Kent, who had chosen to bowl, could perhaps take most satisfaction from an undistinguished day, although having cut Middlesex back to 194 for 7 they were frustrated by a determined repair job carried out by top-scorer David Nash and James Hewitt.

Matthew Fleming, Kent's new captain, permutated his four seam bowlers in short, warming shifts while leaving his spinner Min Patel shivering until late afternoon.

So delighted was the left-armer to be given something to do that he responded by breaking the stubborn alliance between Nash and Hewitt, gave Simon Cook a golden duck on his first-class debut, and completed a useful spell by trapping Richard Johnson.

The most impressive of the quicker men was Kent's moonlighting gynaecologist Dr Julian Thompson, preferred to Martin McCague for his ability to move the ball around on the early-season turf. It was he who accounted for the dangerous Justin Langer, a man who needs to pass 50 merely to maintain his career average.

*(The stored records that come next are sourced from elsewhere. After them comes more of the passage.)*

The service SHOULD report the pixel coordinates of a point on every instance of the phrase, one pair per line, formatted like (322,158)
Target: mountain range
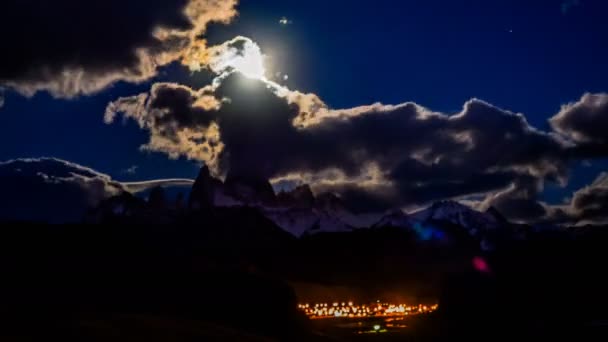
(300,212)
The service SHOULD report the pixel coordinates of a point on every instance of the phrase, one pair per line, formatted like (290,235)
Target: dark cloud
(394,155)
(588,205)
(74,47)
(57,191)
(585,121)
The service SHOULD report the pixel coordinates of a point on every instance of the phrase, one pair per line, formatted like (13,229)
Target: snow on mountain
(458,214)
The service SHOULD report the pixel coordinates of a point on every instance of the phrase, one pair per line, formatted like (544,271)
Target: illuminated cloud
(58,191)
(178,119)
(50,55)
(374,156)
(584,121)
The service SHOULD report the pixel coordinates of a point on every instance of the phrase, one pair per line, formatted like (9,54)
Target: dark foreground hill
(227,278)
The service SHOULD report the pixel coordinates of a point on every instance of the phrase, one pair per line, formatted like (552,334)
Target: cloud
(588,205)
(585,122)
(58,191)
(130,170)
(397,155)
(44,51)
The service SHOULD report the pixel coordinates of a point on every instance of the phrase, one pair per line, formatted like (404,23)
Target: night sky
(513,56)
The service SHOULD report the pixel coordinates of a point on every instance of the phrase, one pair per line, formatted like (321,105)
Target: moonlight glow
(242,55)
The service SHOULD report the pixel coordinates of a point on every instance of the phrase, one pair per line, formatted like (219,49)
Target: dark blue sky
(522,56)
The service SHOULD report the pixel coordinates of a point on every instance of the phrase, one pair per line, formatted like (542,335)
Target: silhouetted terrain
(157,270)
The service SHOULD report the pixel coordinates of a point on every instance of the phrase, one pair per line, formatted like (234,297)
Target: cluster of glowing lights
(351,310)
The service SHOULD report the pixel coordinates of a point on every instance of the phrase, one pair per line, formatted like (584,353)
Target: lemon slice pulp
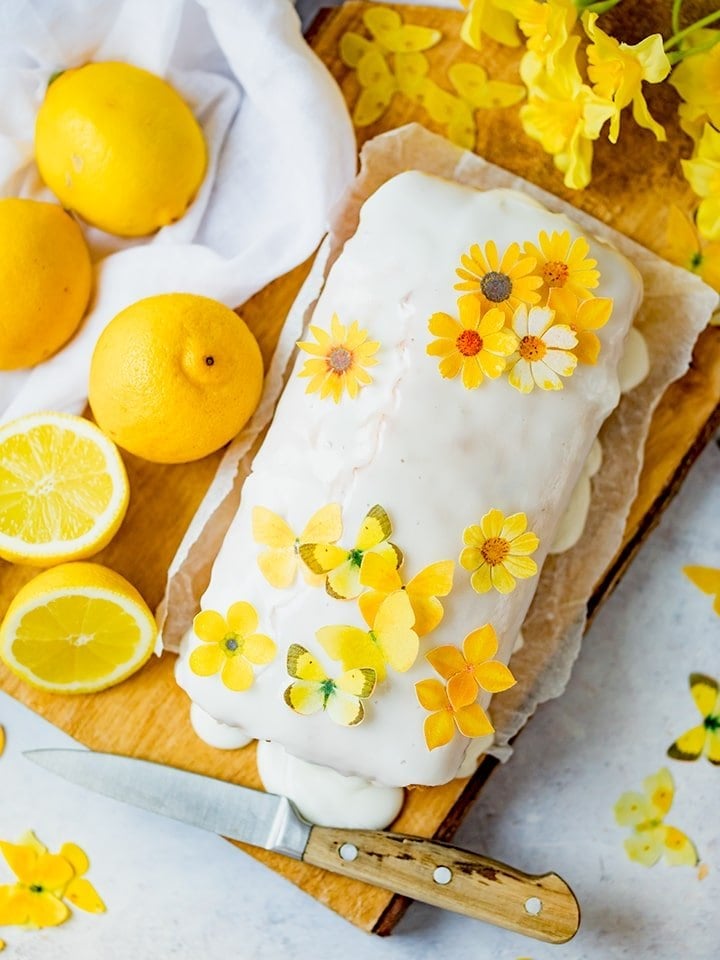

Although Dean Headley, a yard faster than anyone else in the game, bowled with venom, it was the lateral swerve and bounce of Thompson that reaped the richest reward of four economical wickets - Langer drove too loosely, Richard Kettleborough pushed half heartedly, Paul Weekes miscued a drive that steepled into the air and Phil Tufnell dabbed timorously to point.

Kent's replacement for Carl Hooper this year is the Australian Andrew Symonds, born in Birmingham, who withdrew from an England A tour so that he could remain qualified for the country that suits his accent. Hired principally as a big-hitting batsman, his CV also offers off-spin and the muscular seam bowling that he employed yesterday. He often slipped past the bat, but without success.

Apart from the enterprise of Langer and Nash, and the lower-order biffing of Hewitt and Johnson, the Middlesex batting had the familiar hallmarks of chilly April - a tentative suspicion of pace and pitch and uncertainty of timing.

In the evening coda, Cook was compensated for his brief innings by first use of the new ball. He is sharp and straight and Ed Smith's wicket will have helped him sleep better.